Former Governor Terry Branstad says as President Trump’s ambassador to China, he routinely accepted criticism of the United States from Community Party officials in a formal setting. Branstad says the process has a name in diplomatic circles. It’s called a demarche
“A demarche is getting chewed out by the other country,” Branstad says. “…I represented the United States of America. I’m the highest official there, so the Chinese would call me in to the Ministry of Foreign Affairs and they’d call me in to chew me out…and then I’d dutifully promise to deliver that message to the president.”
Branstad was called to hear complaints about statements other Americans were making about China or if someone from Taiwan had visited the United States.

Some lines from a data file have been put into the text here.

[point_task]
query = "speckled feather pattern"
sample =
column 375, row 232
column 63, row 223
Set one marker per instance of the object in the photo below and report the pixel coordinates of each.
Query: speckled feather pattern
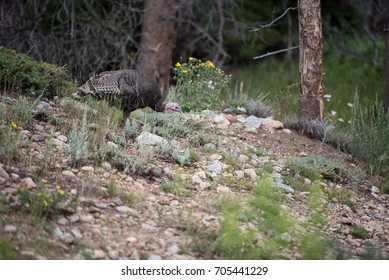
column 130, row 88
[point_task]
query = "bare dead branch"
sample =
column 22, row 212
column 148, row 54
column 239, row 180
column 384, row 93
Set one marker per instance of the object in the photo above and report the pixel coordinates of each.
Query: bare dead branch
column 275, row 52
column 274, row 21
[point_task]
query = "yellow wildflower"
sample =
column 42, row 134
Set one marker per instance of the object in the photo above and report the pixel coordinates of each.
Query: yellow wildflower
column 210, row 64
column 14, row 125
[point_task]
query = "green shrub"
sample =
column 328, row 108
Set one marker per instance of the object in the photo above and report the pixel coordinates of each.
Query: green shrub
column 199, row 84
column 19, row 72
column 315, row 167
column 370, row 135
column 43, row 199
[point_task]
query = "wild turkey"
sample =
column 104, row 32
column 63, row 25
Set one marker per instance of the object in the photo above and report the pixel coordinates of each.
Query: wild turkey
column 130, row 89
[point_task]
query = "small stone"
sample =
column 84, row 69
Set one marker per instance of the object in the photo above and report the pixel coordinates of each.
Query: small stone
column 270, row 123
column 150, row 139
column 98, row 254
column 239, row 173
column 253, row 122
column 196, row 179
column 134, row 255
column 29, row 183
column 62, row 138
column 112, row 145
column 4, row 174
column 223, row 189
column 62, row 221
column 88, row 169
column 74, row 218
column 215, row 166
column 251, row 173
column 154, row 257
column 113, row 254
column 76, row 232
column 243, row 158
column 124, row 209
column 307, row 181
column 37, row 138
column 174, row 249
column 131, row 239
column 251, row 130
column 374, row 189
column 86, row 218
column 106, row 165
column 10, row 228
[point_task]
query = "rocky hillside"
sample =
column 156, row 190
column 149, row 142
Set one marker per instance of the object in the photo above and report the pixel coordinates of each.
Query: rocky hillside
column 77, row 183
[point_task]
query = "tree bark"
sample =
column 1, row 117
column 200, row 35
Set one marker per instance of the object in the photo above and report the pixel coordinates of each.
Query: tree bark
column 157, row 41
column 310, row 61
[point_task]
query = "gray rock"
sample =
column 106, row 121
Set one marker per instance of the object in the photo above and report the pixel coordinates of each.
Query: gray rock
column 68, row 173
column 29, row 183
column 76, row 233
column 134, row 255
column 98, row 254
column 37, row 138
column 150, row 139
column 124, row 209
column 283, row 187
column 106, row 165
column 215, row 157
column 10, row 228
column 270, row 123
column 113, row 254
column 239, row 173
column 4, row 174
column 251, row 173
column 174, row 249
column 74, row 218
column 62, row 138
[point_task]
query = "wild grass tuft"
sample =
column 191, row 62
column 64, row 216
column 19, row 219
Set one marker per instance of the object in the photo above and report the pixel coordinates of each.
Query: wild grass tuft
column 370, row 136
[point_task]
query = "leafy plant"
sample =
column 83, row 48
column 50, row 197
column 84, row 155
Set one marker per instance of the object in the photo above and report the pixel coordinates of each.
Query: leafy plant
column 315, row 167
column 78, row 142
column 19, row 72
column 370, row 135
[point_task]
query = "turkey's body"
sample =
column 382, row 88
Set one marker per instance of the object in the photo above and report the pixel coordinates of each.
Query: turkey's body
column 130, row 89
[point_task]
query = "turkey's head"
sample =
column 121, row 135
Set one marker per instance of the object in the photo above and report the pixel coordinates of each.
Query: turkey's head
column 172, row 107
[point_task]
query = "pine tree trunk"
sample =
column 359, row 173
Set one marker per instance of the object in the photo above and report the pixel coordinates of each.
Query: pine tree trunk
column 157, row 40
column 310, row 61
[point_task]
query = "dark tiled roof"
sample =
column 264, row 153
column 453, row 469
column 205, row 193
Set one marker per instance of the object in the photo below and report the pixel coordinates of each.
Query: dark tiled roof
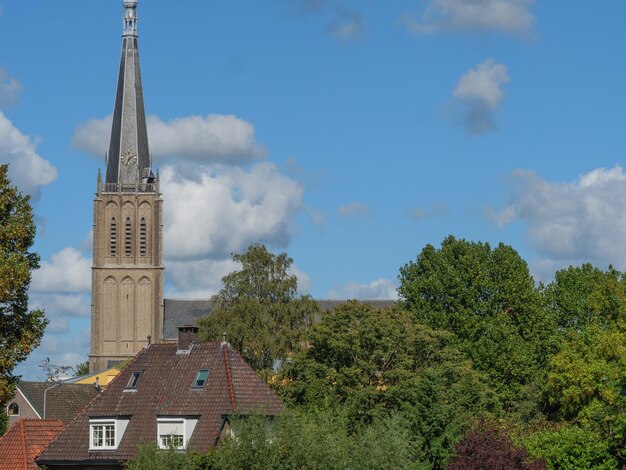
column 63, row 401
column 182, row 312
column 186, row 312
column 25, row 440
column 165, row 389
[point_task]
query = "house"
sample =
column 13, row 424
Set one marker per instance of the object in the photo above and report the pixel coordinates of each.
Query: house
column 25, row 440
column 41, row 400
column 102, row 378
column 181, row 395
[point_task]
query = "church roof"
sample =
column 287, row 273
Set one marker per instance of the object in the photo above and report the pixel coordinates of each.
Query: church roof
column 165, row 388
column 25, row 440
column 186, row 312
column 128, row 160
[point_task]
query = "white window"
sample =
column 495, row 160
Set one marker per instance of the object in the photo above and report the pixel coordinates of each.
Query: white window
column 106, row 434
column 13, row 409
column 174, row 432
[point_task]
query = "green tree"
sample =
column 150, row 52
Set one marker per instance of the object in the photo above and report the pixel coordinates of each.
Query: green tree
column 259, row 309
column 570, row 448
column 295, row 440
column 20, row 329
column 585, row 295
column 4, row 421
column 369, row 363
column 587, row 382
column 488, row 299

“When Uighurs are denied their religion or their culture in Xinjiang, China, or if the people of Hong Kong no longer have freedom of speech or assembly, that’s of concern to us. Unfortunately, the Chinese have a different viewpoint on that,” Branstad says. “They look as what’s happening in Xinjiang or Hong Kong as their internal business and we have no business even asking about it.”
Branstad, who held weekly news conference when he was governor, says as an ambassador, it was often frustrating to clear his own public statements through the U.S. State Department.
“There were times when the Chinese said something that I wanted to counter and it’s 12 hours difference between Beijing and Washington, D.C., and then it would take two or three days to get it cleared,” Branstad says. “By that time, it might be too late.”
Branstad says he’s able to freely talk about much of his work in China, now but some of it must remain top secret. Branstad hosted China’s president twice in Iowa, once in 1985 when Xi Jinping was a lower-level community party official and then just before Xi became president of China. Xi uses the phrase “old friend” to describe Branstad and others, including President Biden.
“The Chinese term ‘old friend’ is kind of a term of art for them. If they have known you for a long period of time and you’ve had a good relationship, they call you an ‘old friend,’ so Xi Jinping calls me an ‘old friend’…because we treated him very well and he feels real good about it,” Branstad says. “I think that’s a good thing, having that personal relationship.” Branstad, who is 75, has set up an office on the Drake University campus and has been given the title of “ambassador in residence.” He is planning to host a conference and U.S. and Chinese relations next October.